Air travel – Aug 23

August 23, 2007

Click on the headline (link) for the full text.

Many more articles are available through the Energy Bulletin homepage


WHO predicts more global epidemics

David Batty and agencies, Guardian
A new killer disease on a par with HIV/Aids or ebola is likely to emerge in the next few years and threaten the lives of millions of people worldwide, the World Health Organisation (WHO) said today.

Potentially deadly new diseases are being identified at an “unprecedented rate”, with global epidemics spreading more rapidly than ever, the United Nations agency warned in its annual world health report.

At least one new disease has been identified every year since the 1970s. Today, there are 39 that were unknown just over a generation ago.

…The agency said infectious diseases were spreading faster due to global travel, with more than 1,100 epidemics verified in the last five years, including bird flu, cholera and polio.

With more than 2 billion people travelling by air every year, the WHO said “an outbreak or epidemic in one part of the world is only a few hours away from becoming an imminent threat somewhere else”.

“Infectious diseases are now spreading geographically much faster than at any time in history.”
(23 August 2007)
Another reason to cut down air travel, in addition to global warming. Invasive organisms are also easily spread by air transport. -BA


Does Flying Harm the Planet?

Bryan Walsh, TIME Magazine
Given the rage that air travel can provoke in even the most tranquil among us these days, it may be surprising that riot police aren’t a more regular feature at airports. But Sunday’s pitched battle between roughly 500 environmental activists and a phalanx of baton-wielding police at London’s Heathrow airport wasn’t about long lines, delays, lost luggage or missed connections. Instead, the protesters – who had demonstrated outside Heathrow all of last week – were trying to draw travelers’ attention to the impact on climate change of the carbon gases emitted by the aircraft in which they fly. A placard from one activist at Heathrow expressed it thus: “You Fly, They Die.”
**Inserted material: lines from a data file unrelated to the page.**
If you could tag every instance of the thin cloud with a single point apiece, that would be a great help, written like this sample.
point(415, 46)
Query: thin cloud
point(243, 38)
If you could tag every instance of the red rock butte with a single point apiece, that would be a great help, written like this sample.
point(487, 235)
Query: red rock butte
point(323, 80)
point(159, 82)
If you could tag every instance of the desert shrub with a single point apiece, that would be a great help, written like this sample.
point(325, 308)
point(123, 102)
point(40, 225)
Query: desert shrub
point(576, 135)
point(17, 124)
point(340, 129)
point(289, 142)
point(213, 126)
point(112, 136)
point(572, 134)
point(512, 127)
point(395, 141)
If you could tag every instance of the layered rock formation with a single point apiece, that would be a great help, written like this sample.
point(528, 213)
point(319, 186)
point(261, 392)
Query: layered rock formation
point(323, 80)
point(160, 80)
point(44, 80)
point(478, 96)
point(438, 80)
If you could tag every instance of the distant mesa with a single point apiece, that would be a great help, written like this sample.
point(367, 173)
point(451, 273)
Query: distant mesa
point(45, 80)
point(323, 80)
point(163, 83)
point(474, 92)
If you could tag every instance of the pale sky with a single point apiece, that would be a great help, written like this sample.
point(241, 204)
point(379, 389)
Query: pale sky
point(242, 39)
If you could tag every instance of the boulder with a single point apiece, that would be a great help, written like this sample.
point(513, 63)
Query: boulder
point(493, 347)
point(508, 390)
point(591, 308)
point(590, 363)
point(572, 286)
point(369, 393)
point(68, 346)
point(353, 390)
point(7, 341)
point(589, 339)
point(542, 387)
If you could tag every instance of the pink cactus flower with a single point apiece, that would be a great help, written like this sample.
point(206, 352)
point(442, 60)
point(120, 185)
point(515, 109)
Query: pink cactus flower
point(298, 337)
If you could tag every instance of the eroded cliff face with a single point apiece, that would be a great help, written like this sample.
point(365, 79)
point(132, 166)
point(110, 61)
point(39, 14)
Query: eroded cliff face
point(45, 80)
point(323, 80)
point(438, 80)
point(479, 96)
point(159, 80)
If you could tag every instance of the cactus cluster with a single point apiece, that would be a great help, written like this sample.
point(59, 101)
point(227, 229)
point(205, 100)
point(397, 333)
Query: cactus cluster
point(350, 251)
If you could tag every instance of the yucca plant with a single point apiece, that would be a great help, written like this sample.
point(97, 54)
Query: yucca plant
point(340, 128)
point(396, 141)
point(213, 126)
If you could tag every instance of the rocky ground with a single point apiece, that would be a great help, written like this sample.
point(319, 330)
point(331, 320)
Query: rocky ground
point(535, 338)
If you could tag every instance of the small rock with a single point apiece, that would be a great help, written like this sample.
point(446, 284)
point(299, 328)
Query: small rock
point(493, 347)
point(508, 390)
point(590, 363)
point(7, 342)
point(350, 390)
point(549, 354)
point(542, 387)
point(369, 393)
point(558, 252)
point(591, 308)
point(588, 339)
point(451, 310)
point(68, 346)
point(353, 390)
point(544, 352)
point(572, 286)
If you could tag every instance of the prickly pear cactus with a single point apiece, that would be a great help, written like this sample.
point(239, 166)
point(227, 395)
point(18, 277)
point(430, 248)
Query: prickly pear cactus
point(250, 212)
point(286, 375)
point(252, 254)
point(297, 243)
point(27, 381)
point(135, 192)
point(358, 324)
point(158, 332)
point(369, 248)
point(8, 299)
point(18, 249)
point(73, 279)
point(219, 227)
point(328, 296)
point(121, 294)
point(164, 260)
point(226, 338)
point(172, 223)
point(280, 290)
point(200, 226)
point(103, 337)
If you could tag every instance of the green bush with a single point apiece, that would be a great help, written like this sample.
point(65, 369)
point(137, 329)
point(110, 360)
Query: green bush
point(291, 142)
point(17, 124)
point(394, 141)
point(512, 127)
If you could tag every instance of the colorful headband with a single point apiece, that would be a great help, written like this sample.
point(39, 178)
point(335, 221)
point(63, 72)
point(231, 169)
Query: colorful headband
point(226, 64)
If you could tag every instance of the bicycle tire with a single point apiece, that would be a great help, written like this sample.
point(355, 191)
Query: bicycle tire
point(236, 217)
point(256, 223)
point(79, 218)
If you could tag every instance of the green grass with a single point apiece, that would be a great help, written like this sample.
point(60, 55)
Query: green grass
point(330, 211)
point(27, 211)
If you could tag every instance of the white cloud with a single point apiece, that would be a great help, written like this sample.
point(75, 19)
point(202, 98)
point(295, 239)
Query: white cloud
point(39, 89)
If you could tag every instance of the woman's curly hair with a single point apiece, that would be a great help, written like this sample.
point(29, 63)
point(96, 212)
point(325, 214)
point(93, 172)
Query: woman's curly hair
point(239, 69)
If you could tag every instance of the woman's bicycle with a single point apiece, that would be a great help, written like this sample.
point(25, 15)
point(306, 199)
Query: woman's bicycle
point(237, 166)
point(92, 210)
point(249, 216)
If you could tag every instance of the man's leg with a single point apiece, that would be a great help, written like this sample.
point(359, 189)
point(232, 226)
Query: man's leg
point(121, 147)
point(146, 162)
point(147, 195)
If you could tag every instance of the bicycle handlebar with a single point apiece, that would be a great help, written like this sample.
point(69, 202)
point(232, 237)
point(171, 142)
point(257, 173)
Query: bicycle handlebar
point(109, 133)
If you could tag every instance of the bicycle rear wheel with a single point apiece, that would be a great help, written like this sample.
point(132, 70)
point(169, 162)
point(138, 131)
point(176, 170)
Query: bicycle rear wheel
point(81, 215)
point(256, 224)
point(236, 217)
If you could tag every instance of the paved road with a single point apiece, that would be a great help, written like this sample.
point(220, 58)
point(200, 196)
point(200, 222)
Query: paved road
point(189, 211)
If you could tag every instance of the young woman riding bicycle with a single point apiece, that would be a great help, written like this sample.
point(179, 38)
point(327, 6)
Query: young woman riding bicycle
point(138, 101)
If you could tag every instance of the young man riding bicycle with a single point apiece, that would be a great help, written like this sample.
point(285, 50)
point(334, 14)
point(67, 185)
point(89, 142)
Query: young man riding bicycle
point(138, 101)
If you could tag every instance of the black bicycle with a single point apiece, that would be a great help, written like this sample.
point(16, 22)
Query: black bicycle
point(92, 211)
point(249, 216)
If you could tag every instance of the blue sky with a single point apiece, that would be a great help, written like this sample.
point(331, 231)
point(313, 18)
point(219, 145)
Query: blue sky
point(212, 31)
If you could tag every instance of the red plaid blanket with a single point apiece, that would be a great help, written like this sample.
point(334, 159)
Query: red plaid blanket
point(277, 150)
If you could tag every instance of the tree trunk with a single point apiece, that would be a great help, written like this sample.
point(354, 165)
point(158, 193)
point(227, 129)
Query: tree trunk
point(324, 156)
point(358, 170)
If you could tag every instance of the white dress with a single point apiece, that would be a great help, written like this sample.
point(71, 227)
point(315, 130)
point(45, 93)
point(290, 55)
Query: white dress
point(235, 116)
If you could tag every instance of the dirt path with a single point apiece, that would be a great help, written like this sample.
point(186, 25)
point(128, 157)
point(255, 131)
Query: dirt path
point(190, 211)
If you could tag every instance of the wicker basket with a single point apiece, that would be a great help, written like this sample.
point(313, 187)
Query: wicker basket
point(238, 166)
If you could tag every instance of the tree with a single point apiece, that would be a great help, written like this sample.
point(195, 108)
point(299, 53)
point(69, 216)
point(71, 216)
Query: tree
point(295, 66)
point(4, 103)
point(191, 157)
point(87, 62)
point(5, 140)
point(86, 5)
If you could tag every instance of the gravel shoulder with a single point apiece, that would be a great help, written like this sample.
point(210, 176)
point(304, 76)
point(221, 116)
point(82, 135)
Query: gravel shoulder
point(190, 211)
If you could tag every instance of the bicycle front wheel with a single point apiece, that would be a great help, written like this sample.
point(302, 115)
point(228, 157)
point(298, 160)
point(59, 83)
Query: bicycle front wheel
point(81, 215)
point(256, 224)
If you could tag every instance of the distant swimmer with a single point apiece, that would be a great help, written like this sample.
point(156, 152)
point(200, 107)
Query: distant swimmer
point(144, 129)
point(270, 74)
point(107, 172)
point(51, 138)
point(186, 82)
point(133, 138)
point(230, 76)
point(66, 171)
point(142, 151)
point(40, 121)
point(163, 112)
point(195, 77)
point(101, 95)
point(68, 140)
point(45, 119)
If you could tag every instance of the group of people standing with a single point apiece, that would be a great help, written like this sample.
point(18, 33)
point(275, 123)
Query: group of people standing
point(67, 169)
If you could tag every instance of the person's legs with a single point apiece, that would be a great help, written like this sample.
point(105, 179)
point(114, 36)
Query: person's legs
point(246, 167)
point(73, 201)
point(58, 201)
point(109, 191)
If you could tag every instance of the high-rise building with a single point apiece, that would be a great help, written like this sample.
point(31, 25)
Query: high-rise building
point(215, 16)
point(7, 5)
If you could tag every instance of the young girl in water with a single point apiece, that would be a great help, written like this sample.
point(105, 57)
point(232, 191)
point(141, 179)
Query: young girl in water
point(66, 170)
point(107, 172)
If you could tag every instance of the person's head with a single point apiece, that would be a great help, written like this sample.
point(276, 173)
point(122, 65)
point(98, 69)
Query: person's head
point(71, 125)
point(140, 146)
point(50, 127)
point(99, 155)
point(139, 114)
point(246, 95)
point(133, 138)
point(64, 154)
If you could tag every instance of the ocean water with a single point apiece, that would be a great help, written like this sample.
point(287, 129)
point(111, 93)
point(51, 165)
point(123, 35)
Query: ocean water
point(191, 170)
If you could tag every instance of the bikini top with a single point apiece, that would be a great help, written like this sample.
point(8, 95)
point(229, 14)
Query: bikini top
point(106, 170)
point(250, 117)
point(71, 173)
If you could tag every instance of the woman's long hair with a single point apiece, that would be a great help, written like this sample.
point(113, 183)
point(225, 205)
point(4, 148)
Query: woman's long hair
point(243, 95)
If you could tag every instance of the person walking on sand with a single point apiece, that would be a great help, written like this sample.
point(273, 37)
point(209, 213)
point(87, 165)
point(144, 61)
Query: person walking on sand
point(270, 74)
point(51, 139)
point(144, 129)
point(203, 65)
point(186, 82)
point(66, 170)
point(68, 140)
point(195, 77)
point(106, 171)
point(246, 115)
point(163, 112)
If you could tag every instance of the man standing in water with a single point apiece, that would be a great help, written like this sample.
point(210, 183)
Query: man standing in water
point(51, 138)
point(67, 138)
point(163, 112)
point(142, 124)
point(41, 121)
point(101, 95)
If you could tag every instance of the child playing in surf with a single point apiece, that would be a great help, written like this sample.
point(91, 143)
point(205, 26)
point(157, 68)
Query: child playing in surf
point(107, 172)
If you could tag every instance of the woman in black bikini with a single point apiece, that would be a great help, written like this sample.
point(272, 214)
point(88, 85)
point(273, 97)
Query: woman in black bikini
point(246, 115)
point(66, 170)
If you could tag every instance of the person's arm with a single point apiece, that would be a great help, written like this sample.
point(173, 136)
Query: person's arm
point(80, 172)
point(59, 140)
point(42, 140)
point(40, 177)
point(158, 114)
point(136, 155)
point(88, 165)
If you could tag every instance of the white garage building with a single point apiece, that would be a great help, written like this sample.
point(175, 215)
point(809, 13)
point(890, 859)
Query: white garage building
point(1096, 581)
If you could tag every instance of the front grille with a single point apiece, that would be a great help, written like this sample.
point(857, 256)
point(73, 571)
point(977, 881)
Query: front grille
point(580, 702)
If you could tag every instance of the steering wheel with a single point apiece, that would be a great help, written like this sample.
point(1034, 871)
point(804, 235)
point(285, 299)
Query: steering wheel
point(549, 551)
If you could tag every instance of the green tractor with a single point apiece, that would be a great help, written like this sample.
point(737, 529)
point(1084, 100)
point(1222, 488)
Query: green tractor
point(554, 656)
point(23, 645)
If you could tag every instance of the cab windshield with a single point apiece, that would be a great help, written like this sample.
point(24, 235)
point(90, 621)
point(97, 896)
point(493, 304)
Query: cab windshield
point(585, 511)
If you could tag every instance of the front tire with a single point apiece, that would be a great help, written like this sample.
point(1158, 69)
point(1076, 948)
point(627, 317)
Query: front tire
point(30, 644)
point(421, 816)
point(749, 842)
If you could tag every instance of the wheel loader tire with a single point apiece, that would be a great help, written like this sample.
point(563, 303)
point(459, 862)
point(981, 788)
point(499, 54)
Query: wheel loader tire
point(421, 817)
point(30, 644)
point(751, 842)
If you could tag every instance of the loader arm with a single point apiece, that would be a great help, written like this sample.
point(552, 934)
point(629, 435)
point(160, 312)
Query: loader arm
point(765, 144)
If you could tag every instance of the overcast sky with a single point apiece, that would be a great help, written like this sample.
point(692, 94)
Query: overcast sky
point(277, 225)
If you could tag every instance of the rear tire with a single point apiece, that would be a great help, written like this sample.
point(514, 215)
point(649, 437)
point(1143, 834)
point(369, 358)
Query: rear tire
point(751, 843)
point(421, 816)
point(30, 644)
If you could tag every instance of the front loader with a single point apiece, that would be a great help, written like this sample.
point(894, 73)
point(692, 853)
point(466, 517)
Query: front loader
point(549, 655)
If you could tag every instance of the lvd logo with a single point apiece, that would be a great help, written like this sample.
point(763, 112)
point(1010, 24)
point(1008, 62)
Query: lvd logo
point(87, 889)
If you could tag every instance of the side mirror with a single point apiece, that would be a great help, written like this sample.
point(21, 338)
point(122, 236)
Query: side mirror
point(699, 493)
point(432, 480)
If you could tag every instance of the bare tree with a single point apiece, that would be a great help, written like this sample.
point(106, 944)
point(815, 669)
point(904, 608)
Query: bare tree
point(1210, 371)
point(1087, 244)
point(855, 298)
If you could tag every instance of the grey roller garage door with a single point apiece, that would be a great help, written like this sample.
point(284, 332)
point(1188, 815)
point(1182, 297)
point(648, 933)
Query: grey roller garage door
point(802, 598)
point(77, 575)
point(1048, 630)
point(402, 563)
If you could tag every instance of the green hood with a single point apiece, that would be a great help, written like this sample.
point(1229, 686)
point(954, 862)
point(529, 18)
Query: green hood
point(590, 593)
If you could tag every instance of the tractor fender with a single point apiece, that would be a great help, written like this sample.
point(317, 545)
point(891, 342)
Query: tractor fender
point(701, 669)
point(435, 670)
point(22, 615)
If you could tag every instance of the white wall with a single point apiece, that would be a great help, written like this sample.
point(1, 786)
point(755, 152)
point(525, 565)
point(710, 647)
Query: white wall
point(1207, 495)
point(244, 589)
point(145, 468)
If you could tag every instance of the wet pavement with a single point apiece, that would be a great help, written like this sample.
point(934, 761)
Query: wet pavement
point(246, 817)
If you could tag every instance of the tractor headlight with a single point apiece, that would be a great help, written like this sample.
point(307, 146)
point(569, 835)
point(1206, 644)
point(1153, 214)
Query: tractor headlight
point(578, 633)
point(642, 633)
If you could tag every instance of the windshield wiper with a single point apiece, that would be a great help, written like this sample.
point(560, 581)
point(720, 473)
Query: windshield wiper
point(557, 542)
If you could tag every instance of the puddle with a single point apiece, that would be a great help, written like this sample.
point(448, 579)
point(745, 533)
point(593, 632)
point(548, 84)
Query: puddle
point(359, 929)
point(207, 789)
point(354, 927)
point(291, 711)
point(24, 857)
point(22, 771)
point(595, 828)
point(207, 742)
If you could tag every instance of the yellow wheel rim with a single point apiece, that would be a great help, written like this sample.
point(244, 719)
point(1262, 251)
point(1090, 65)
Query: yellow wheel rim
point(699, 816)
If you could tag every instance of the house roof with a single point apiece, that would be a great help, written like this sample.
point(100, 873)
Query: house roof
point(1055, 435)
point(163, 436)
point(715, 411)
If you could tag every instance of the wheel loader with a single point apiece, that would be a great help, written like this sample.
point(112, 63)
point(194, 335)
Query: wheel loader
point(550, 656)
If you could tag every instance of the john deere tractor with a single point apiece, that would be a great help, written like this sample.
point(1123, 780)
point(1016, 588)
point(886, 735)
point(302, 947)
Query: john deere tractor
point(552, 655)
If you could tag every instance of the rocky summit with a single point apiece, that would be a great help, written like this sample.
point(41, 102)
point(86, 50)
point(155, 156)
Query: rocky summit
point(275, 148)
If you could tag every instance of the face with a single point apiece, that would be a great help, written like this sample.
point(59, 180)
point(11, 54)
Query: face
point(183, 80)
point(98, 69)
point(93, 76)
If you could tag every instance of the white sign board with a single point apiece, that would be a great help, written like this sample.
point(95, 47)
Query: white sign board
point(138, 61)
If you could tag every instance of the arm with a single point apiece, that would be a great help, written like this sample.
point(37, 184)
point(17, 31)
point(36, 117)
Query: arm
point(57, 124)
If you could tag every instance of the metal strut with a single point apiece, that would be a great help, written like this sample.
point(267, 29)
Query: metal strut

Airplanes operate on petroleum fuel, which means they release large amounts of carbon dioxide when they fly. Commercial air travel is currently responsible for a relatively tiny part of the global carbon footprint -just 3.5% of total greenhouse gas emissions, according to the Intergovernmental Panel on Climate Change. But the unique chemistry of high-altitude jet emissions may produce an additional warming effect, while the explosive growth in air travel makes it one of the fastest-growing sources of carbon gases in the atmosphere. And unlike energy or automobiles, where carbon-free or lower-carbon alternatives already exist, even if they have yet to be widely adopted, there is no low-carbon way to fly, and there likely won’t be for decades.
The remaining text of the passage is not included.